Quantum-Safe Vault

Quantum-safe encryption for files, images, and text. ML-KEM + Dilithium. PIN-sealed keys. Offline. Import/Export keys.

Quantum-Safe Vault brings post-quantum encryption to your browser — fully offline and zero-knowledge. Encrypt files, images, and text with ML-KEM-768 (Kyber) and AES-GCM, sign with Dilithium-65, and share safely using portable .pqc.json bundles. Private keys never leave your device and are sealed with your PIN. Why it’s different Post-quantum algorithms: ML-KEM-768 (key encapsulation) + Dilithium-65 (signing) Local-only: No servers, no telemetry, no background network calls PIN-sealed keys: Private keys encrypted at rest (PBKDF2-SHA-256 → AES-GCM) Clean UX: Drag-and-drop files/images, one-click text encrypt/decrypt Portable by design: Output is a self-contained .pqc.json you can store or send anywhere Sign & verify: Optional Dilithium signature adds sender authenticity to bundles Contacts & Messenger (offline): Import others’ public keys and compose signed, encrypted messages What you can do Encrypt files & images for yourself or a chosen contact Encrypt text in the popup and save it as a file Decrypt previously saved .pqc.json bundles Export/Import keys to move to a new device (private keys stay PIN-sealed) Export/Copy your public keys so people can encrypt to you Import contacts (public keys) and use the built-in Messenger to produce signed ciphertext messages How it works (simplified) Create your keys once and set a PIN (private keys are sealed with AES-GCM under your PIN).
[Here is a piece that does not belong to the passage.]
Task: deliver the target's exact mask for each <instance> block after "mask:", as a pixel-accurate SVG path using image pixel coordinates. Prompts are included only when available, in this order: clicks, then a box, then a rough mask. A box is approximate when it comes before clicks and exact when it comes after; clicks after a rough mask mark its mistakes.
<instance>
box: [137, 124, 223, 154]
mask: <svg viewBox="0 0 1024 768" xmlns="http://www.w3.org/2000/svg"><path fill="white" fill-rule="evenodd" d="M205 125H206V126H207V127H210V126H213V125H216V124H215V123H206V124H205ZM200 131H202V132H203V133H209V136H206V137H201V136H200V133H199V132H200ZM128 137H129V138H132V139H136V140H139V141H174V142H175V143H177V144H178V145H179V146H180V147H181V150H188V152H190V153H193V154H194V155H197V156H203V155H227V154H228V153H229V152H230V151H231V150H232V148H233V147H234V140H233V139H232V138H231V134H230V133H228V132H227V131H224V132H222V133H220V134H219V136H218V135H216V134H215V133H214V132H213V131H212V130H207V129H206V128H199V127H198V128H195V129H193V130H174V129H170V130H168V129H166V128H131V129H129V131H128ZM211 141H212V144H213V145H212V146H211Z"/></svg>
When you encrypt: the app derives a fresh AES key via ML-KEM with the recipient’s public key and saves { kemCt, iv, ct } into a .pqc.json bundle. Optionally, it signs that bundle with Dilithium-65 so recipients can verify it came from you. Decrypting requires your PIN to unwrap your private key, then it decapsulates the shared key and opens the AES-GCM payload. Privacy & permissions Data collection: None. We do not collect, transmit, or sell any personal data. Network access: None. The extension works fully offline. Permissions used: storage — store your encrypted keys and local settings downloads — let you save encrypted/decrypted files and key exports Notes & tips Keep your PIN safe. If you forget it, we cannot recover your private keys. For sharing, send the generated .pqc.json file. The recipient will decrypt locally. Use Options → Export My Public Keys so others can add you as a contact. Use Options → Backup/Restore to move devices (your private keys remain PIN-sealed). Built to protect today’s data from tomorrow’s attacks — without giving your data to anyone, including us.